In the second of two articles, Transparency International sat down with Iqbal Mahmood, chairman of the Bangladesh Anti-Corruption Commission to discuss the importance and role of anti-corruption agencies.
Transparency International: What do you see as the most important role of an ACA?
Iqbal Mahmood (IM): The most important role is to earn the trust of the public. The major challenge that I see in my country is that the people don’t have trust in the anti-corruption commission so we have to reach out to the public. We tell them about the menace of corrupt practices in the government services delivery system and what we’re doing to tackle these practices. By doing so we earn the trust of the people so that they believe that we can curb corruption.
TI: What are your biggest challenges?
IM: Aside from earning the public’s trust in general, the biggest challenge is to catch the big fishes, those who are very powerful. That is a challenge because we’re not an island. We work in a country, a system, a society, a culture. We are among very powerful and influential people and it is a real challenge to go after the corrupt ones. We’re not always able to go for them so that is why the public don’t have full confidence and trust in us. But we do try to build trust by going for the big plunderers of public money.
TI: How much political interference do you get?
IM: There is so far no political interference on the Bangladesh Anti-Corruption Commission, but to tell you differently you do feel a pressure, a self-inflicted pressure. This is not a one-time game. You have to sustain operations. Once you go after a powerful politician, you can’t go back so there’s great pressure when deciding whether to prosecute politicians. It’s a challenge for an ACA to rise up to the level where you don’t feel such pressure.
TI: Do you think ACAs are an effective way of fighting corruption?

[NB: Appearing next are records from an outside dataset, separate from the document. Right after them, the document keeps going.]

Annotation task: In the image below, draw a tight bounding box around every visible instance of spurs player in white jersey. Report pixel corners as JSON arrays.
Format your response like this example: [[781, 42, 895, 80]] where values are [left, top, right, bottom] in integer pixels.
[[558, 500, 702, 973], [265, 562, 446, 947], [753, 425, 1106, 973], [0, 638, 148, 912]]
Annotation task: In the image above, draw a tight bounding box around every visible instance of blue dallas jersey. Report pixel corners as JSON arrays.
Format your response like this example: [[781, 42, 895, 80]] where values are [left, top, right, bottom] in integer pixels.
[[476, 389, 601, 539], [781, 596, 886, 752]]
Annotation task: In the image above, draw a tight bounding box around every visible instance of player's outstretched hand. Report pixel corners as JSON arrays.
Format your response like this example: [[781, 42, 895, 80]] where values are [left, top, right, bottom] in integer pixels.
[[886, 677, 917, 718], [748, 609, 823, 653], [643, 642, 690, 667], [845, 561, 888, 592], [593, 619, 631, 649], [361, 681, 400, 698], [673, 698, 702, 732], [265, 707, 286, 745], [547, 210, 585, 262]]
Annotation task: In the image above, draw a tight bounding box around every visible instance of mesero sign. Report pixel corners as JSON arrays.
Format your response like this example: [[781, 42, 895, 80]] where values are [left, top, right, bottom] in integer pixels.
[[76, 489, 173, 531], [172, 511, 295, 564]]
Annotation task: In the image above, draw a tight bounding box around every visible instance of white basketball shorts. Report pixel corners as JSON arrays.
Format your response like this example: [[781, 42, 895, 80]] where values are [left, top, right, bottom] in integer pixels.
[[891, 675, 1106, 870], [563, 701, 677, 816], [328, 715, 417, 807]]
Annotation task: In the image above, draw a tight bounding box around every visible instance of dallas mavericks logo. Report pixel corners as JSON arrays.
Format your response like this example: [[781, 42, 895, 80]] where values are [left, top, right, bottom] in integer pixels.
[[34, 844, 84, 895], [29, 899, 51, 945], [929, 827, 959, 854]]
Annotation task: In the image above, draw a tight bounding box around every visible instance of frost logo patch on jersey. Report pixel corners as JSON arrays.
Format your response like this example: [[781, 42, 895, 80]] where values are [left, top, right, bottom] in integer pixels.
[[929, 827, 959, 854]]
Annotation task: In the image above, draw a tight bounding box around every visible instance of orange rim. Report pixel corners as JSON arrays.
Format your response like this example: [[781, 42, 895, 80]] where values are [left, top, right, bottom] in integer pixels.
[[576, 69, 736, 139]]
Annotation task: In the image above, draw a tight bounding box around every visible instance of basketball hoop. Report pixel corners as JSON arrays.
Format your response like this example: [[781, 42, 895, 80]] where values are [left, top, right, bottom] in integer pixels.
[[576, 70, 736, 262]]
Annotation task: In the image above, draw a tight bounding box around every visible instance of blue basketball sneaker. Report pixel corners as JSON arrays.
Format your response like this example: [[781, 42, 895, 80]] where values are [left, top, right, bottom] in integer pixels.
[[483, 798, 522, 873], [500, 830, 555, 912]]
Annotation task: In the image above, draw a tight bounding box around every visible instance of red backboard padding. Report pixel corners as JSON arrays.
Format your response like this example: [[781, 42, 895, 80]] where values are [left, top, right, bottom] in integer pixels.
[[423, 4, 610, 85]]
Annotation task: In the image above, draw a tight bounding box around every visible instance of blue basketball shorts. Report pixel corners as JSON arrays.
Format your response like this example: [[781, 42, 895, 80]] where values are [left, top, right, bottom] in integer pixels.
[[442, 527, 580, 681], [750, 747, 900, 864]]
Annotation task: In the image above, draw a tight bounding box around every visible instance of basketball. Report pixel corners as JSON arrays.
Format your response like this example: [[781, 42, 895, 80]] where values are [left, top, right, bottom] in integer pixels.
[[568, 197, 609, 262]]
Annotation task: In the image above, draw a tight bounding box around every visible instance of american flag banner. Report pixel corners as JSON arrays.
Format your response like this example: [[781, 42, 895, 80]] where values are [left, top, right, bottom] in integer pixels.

IM: Corruption has got to such a scale and people are suffering so you need a special agency to fight back. ACAs are important institutions all over the world and without them the corrupt people perhaps think that there’s no one to check their corruption. That’s why it’s important to have these institutions because they send out the message: “Look, there’s an institution to bring the corrupt to justice, so be careful.”
TI: What is the role of civil society organisations like Transparency International in supporting ACAs?
IM: Everybody is against ACAs, and civil society organisations like Transparency International are important because they are really supporting anti-corruption drives. When we feel pressure we reach out to these organisations and they come to rescue us. They can say what we cannot because these social organisations are very free. Also, they’re transparent, vocal and they have public trust so they are really valuable partners for ACAs.